According to the Galdós of "Gerona", the disorder created by the war, the unnatural acts, affect all living beings equally, hence the gravity of the war towards Nature.
Pals Girona
With words inspired by the story of the Count of Toreno, but that in Galdós lose their rhetorical and Latin tinge: "Everything was dying, humanity and nature, everything was sterile within Girona, and a terrible war began between the various orders of life, destroying itself from major to minor" (p. 103).
Words that have lost their affected tone because in a detailed way we have gone from the fight between the men of the two armies, to the fight of the two friends, to the eating of the asses, to the cats and, finally, to the rats. Galdós has taken advantage of some tiny internal history data reviewed by all the chroniclers of the Sites, to build on them the novelistic framework and also show in a lively and attractive way for the reader, how the war breaks the ecological system established by Providence.
About the figure of Nomdedeu, conceived as a case of quixotic madness, with the Dulcinea of his daughter, it would be annoying to cite the numerous points of contact with the Cervantine hero, whose story becomes the bedside book of Josefina. Let's limit ourselves to one
pair of melancholic features of the death of Nomdedeu, replica of the death of Alonso Quijano the Good.
Pals Girona History
The first of them is that the doctor on his deathbed regrets what he has been before, the man beside himself, who was not his true self, in imitation of Alonso Quijano, who denies the order of chivalry that he professed. The second feature consists in the similarity of the expressions of mind that Sancho Panza and Andresillo Marijuán address to their respective interlocutors: "Look, don't be lazy, but get up from your bed - says the squire-, and let's go to the field dressed as shepherds, as we have arranged" (end of chapter LXXIV); "Get up from that bed - encourages Andresillo - and we are going there to see the broken walls, the broken forts, the ruined houses, witnesses of so much heroism. Out laziness. That's nothing but laziness, Mr. Pablo"

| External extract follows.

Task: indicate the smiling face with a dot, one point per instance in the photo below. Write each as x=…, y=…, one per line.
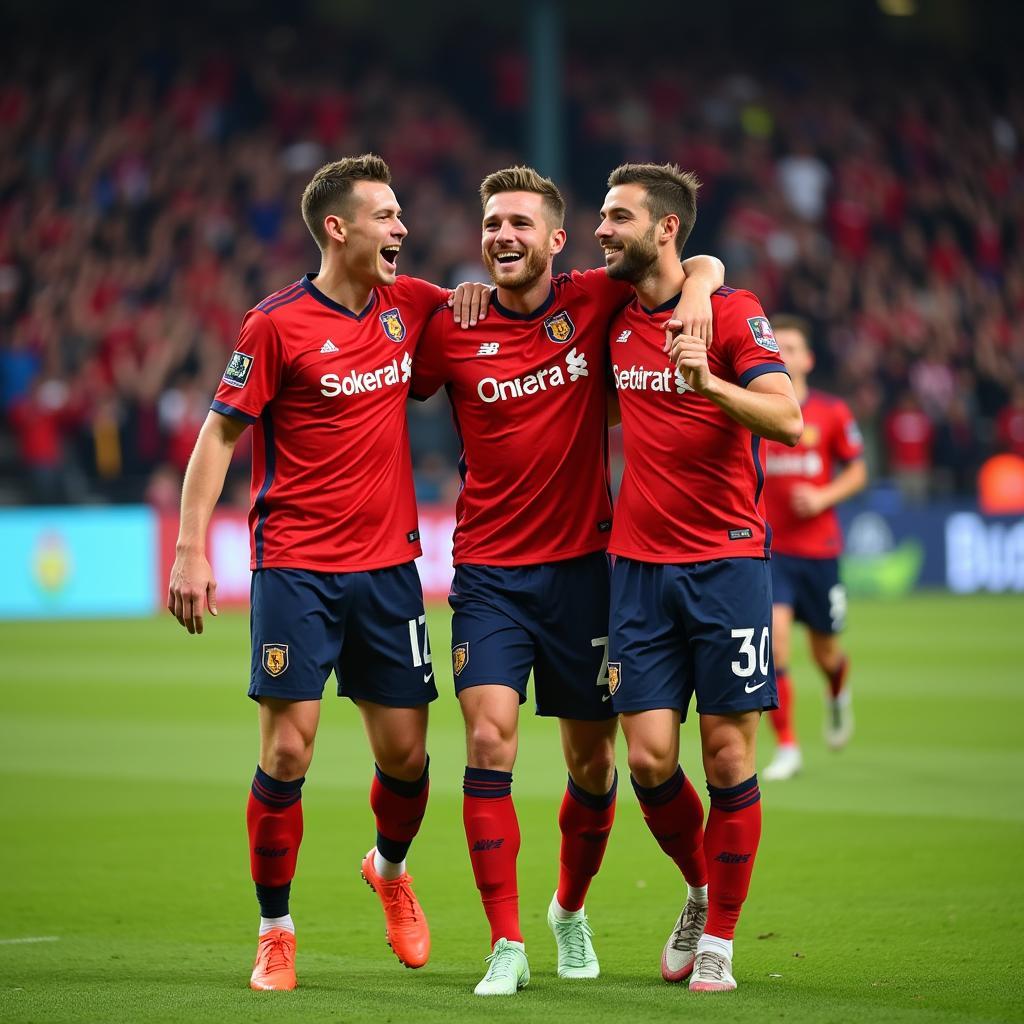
x=627, y=233
x=519, y=242
x=372, y=231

Of the slight but endearing traces of the novelist's Canary origin, scholars have collected the mention of "the glorious retreat" of the "Canaries of the [army] of Alburquerque" (p. 256); a mention that feels like the author's tribute to his father, Don Sebastián, and his uncle, Don Domingo, officer and chaplain of the Granadero granaderos battalion of General Alburquerque's army.
Pals Girona memories
We find the Canarian memories in language to be deeper, even if they are more intimate and unconscious, such as calling a chest of drawers "gabeta" (p. 154); or the word "nostramo" (p. 33), probably used in Las Palmas at the time of Galdós due to Cuban influence, referring to the agricultural settler, to what is called in Catalan masover; or, in the geographical terrain, the appellation of "ravine" (p. 42) for the Galligans river, which crosses the city of Girona from the north, a river of mountainous regime, of a certain resemblance to the Guiniguada river from Palma, but which no Gerundense would think to call "ravine", with the amount of human lives it has taken in its periodic avenues.
When describing the ruined dwelling of Canon Ferragut, adjacent to that of the protagonists of the Episode, Galdós details: "The deserted house was entered through a small door that connected both courtyards, and that the neighbors used to have open to come and take water in the [well] of ours" (p. 138). In the house of the Girona canon the well served for two families, like the well of the Canarian home of Don Benito, now Pérez Galdós House-Museum from Pals Girona.